I realized last night that one of the reasons I'm so dreading the intake at the CD treatment center this afternoon for MIke is that I had given up hope. Nine years with us and he still treats us as nothing more than a checkbook and a free place to live. I do not know that he cares about us at ALL ... any of us ... nor that he has the capacity to. He has stolen from us until we have nothing small enough to steal, let us lie awake countless nights wondering where he was, chosen not to tell us the truth nearly every time we asked him a question. Every chance he has to get interviewed by a professional he paints me out to be abusive. He manipulates everyone in his path.
Do I think that Chemical Dependency Treatment is the answer for Mike? Absolutely not. And that is why I dread this meeting today.
I want the people who work at CD Treatment facilities to believe that they can help the people there. I want them to have hope for their clients. I want them to believe.
Mike was in an excellent Wilderness Program from June until September. We went up to pick him up and participate in the "family circle." We talked.
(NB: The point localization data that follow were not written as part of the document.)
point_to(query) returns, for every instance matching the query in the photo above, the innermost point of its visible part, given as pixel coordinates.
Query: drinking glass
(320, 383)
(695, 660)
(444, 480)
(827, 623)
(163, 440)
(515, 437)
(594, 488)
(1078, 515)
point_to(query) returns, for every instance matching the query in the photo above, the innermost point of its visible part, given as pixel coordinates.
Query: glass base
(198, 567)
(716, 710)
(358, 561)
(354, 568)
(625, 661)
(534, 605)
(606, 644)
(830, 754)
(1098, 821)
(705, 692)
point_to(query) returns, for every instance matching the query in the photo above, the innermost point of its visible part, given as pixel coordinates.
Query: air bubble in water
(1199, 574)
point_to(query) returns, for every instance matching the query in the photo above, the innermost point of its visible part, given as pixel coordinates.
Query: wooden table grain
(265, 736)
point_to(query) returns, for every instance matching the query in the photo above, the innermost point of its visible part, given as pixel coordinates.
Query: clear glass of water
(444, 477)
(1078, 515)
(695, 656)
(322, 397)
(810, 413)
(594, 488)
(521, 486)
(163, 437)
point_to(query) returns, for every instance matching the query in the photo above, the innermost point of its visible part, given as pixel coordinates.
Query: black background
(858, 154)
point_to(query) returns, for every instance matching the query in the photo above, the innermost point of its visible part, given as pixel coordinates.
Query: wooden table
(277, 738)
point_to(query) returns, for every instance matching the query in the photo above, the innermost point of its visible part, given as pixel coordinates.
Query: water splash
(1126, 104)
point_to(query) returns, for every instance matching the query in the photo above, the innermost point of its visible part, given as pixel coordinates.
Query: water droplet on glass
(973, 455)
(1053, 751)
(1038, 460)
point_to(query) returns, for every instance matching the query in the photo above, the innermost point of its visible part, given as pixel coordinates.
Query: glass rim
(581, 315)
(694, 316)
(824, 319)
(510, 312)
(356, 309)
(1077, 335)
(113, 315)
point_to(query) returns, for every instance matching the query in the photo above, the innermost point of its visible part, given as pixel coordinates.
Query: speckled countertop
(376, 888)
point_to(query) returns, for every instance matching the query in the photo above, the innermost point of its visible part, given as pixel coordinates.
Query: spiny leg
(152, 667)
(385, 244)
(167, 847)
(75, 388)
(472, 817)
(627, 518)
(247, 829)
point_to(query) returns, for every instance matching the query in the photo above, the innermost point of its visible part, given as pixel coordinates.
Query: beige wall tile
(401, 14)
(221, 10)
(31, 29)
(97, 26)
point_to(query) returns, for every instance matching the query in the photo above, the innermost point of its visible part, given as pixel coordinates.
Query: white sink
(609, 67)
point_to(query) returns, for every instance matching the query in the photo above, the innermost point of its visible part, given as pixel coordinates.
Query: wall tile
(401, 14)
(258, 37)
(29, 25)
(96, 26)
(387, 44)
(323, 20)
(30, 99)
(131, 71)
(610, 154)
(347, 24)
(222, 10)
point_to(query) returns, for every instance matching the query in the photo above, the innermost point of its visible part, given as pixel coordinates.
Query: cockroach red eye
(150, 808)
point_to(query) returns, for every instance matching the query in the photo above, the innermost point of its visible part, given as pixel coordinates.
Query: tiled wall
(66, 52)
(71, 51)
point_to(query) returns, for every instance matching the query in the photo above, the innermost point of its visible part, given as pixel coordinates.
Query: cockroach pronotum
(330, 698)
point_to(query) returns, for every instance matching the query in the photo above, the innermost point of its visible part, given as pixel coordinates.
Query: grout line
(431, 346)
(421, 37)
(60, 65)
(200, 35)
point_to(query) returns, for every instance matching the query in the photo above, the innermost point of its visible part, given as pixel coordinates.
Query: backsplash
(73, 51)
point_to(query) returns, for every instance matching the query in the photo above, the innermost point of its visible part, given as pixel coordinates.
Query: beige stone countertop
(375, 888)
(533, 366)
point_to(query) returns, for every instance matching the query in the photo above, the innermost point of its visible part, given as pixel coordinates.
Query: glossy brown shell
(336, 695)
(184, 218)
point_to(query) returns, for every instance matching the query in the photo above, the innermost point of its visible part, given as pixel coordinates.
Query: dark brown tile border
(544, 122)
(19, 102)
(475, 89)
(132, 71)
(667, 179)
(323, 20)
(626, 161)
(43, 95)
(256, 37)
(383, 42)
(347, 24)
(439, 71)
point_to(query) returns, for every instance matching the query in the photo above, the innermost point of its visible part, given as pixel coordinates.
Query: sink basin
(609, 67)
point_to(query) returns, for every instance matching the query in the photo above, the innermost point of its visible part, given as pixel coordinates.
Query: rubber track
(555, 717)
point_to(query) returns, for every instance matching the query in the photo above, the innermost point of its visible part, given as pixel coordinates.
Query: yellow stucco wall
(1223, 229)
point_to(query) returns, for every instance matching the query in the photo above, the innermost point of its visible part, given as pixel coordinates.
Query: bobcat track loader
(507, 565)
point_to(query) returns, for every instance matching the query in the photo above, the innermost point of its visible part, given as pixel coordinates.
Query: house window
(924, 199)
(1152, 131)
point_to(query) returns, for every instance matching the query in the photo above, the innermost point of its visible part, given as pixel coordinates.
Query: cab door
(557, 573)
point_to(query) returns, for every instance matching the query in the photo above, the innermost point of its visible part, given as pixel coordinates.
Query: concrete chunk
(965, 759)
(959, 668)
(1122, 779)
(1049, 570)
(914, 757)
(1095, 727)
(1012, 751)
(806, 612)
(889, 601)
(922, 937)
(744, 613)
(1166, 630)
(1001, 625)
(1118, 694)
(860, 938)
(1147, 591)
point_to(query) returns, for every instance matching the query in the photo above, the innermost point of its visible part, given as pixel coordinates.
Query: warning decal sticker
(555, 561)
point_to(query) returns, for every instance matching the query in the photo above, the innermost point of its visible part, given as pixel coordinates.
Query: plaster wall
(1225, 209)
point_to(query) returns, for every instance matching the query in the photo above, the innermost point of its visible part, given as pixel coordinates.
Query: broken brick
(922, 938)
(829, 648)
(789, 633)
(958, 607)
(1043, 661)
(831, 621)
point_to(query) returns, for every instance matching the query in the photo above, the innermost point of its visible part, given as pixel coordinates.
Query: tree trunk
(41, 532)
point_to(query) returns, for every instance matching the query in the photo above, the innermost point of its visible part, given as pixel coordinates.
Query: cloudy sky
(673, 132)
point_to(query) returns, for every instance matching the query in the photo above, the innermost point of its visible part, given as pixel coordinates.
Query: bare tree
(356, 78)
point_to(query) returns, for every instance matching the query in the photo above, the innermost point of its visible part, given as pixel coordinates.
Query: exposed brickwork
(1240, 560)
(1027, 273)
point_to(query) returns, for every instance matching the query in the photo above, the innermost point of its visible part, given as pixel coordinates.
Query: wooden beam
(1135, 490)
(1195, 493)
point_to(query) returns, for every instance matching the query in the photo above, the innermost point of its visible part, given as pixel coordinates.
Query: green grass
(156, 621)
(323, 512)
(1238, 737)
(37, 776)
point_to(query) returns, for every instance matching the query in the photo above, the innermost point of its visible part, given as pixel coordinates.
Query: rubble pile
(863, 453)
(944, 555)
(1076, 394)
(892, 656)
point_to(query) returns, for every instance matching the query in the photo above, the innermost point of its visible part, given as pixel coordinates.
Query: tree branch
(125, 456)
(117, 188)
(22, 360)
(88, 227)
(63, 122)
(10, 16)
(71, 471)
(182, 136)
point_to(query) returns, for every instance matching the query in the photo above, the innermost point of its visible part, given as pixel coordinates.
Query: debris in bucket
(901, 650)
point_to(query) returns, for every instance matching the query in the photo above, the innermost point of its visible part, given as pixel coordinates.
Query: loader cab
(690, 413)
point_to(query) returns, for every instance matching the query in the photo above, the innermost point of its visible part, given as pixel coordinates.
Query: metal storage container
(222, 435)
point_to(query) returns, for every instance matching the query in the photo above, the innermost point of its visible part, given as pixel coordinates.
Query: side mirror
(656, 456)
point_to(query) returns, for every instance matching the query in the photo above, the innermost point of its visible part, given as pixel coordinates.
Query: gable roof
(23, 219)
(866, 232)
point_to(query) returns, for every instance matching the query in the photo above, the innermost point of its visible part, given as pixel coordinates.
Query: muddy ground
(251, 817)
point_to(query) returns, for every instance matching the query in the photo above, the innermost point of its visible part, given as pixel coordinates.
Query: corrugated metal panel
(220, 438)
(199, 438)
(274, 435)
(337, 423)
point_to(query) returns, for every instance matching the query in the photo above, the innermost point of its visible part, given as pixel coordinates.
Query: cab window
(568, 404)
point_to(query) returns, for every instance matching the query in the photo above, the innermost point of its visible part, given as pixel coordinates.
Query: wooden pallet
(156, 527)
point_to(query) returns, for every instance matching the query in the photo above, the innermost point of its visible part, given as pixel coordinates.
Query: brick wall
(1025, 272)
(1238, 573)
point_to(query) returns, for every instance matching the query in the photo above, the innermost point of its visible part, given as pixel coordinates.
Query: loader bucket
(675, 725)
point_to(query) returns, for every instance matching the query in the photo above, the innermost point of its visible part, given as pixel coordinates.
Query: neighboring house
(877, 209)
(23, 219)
We listened. We had a wonderful time. The staff instilled hope.
You can read in this post about how Mike, in the ceremony, left behind "blaming other" and was taking home "accountability for his actions" and how that lasted about 2 hours. On his way home he talked about how he was never going to break the law again. The first time we let him leave the house unsupervised he overdosed on cough medicine. Within 2 weeks we had gotten him an excellent job but he failed his drug test and never got to start work.
Within 6 weeks he had been arrested for shoplifting. And within two or three weeks of that incident he had stolen a car.
Or we could go back to last Christmas. How much hope did we have when we surprised Mike by taking him out of the RTC on Christmas Day only to have him go have him go downhill to the point that he had to leave our home again on March 7th.
Or back before I was even blogging -- all the places that gave us hope that their treatment facility was going to be the one that would turn him around.
So today, I'm not anxious on hopping back on the hope train. I feel horrible that I'm giving up. But I don't see a miracle. And I hate that -- because I'm a positive person who usually has faith and hope. So I dread the meeting. Because I know, being a person of hope, that even if I don't jump back on, somehow I might get nudged up on the train, and each time it wrecks it's harder.